Im Gegensatz zur Misogynie gibt es zur Misandrie kaum explorative Studien.

Studien wie Judith Levines My Enemy, My Love. Men-Hating and Ambivalence in Women’s Lives befassen sich mit Männerhass bei Frauen. Levine wiederum wird kritisiert, weil sie Männerhass teilweise als verständliche Reaktion auf Misshandlungen durch Männer rechtfertige. Einige Autoren, die Misandrie als kollektives Problem in der Gesellschaft bewerten, sehen vor allen im Feminismus die Ursache. Dieser wird als „kollektives kulturelles Phänomen“ (Levine) bezeichnet, welches Kulturen so wirksam durchdringe, dass es kaum wahrnehmbar sei und zu Verdrängung sowie unkritischer Reflexion führe (Nathanson/Young).

Medienwissenschaften

2001 gaben Paul Nathanson und Katherine K. Young die Untersuchung „Spreading Misandry: Teaching Contempt for Men in Popular Culture“ heraus. Sie konstatierten darin eine in den Medien verbreitete Misandrie. Den Autoren wurde von feministisch orientierten Soziologen wie beispielsweise Michael Kimmel vorgeworfen, aufgrund ihrer anti-feministischen Grundhaltung wesentliche Erkenntnisse der Geschlechts- oder Genderforschung vernachlässigt zu haben. Die beiden Religionswissenschaftler wendeten ein, dass ihre Untersuchung ausdrücklich nicht den Anspruch einer methodisch fundierten empirischen Studie erhoben habe, sie hätten vielmehr gefordert, dass eine umfangreiche Studie mit der Fragestellung von Misandrie in den Medien durchgeführt werden müsse.

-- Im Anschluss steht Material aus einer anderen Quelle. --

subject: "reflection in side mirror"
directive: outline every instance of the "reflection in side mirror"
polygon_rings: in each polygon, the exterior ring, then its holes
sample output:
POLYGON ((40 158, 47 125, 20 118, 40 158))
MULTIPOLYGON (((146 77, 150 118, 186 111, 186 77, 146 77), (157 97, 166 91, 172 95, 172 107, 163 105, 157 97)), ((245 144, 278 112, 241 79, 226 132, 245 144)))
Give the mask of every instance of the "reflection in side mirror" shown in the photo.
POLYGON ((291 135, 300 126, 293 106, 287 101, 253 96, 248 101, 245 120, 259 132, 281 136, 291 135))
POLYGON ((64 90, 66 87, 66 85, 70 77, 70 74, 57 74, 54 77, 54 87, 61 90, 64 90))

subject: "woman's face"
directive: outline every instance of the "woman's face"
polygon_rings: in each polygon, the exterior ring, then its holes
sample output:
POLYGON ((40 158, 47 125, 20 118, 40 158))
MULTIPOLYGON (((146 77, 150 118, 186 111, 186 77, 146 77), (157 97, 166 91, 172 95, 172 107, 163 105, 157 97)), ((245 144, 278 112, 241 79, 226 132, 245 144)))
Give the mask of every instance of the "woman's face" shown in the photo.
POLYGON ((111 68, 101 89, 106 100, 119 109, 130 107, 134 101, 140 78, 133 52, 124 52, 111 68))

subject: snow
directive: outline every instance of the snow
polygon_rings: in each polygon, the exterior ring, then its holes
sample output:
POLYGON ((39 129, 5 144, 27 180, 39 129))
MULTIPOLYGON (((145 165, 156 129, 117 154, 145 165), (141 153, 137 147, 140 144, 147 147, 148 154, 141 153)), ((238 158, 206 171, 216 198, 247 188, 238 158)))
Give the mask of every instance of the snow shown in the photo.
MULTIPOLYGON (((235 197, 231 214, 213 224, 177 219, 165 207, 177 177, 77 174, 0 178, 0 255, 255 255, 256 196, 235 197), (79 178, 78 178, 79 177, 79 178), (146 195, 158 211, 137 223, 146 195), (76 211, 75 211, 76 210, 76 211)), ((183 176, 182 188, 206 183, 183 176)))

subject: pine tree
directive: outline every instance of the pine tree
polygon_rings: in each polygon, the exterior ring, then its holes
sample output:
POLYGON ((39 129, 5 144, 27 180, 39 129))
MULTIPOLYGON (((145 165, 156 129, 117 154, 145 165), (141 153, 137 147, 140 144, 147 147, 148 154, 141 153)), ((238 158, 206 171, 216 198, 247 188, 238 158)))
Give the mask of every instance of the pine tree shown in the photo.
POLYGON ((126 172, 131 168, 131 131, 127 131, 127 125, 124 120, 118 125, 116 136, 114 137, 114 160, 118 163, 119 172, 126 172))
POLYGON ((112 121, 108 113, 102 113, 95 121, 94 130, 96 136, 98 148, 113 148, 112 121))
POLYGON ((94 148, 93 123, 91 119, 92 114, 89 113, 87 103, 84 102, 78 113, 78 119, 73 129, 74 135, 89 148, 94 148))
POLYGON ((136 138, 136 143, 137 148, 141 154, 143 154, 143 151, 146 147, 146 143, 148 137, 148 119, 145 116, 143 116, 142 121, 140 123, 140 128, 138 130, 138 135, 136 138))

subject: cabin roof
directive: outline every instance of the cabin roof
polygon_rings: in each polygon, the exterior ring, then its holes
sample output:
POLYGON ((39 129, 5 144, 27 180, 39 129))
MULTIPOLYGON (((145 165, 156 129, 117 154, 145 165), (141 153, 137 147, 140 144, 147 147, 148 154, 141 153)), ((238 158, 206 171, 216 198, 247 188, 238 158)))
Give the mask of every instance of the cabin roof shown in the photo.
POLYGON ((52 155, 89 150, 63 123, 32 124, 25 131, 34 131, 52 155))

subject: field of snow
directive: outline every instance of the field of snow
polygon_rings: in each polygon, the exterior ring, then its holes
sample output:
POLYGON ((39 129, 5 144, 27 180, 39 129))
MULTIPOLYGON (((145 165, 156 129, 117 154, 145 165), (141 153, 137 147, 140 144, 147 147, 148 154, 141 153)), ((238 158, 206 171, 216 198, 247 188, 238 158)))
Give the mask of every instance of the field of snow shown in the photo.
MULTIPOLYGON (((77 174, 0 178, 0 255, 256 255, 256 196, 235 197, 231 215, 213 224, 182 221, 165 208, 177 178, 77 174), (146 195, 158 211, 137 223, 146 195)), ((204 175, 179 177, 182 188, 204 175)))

Jim R. Macnamara legte 2006 eine solche Studie vor.[1]

Vorurteilsforschung

Psychologische Forschungen ergaben, dass auf der Vorurteilsebene Zuschreibungen existieren, die von Männern erwartet werden. Eine Studie im Jahre 2001, die vom alltäglichen modernen Sexismus ausging, untersuchte sowohl Frauen als auch Männer als Betroffene von zwischenmenschlichem Sexismus. Es zeigte sich, dass Männer vor allem von Rollenzuschreibungen betroffen sind, jedoch keiner der in der Studie befragten Männer gab an (im Gegensatz zu Frauen), sich ernsthaft davon betroffen zu fühlen, auf einen (geschlechtsspezifschen) Objektstatus reduziert zu werden. [2]

Thesen und Stellungnahmen

Der deutsche Kultur-Soziologe Rainer Paris konstatiert in seinem ideologiekritischen Essay Doing Gender eine alles durchdringende Kultur des Misstrauens, die das Verhältnis zwischen Männern und Frauen nachhaltig vergiftet habe. Nach dem Motto, Frauen seien grundsätzlich die besseren Menschen, sei aus dem berechtigten Anspruch nach gleichen Chancen schlicht Rassismus geworden. Behindert durch feministische Scheuklappen würden die unterschiedlichsten männlichen Verhaltensformen (Höflichkeit, Flirt etc.) zu männlichen Angriffen und Unterwerfungsstrategien uminterpretiert, was eine emotionale Verwüstung im Privat- und Intimleben erzeuge.[3]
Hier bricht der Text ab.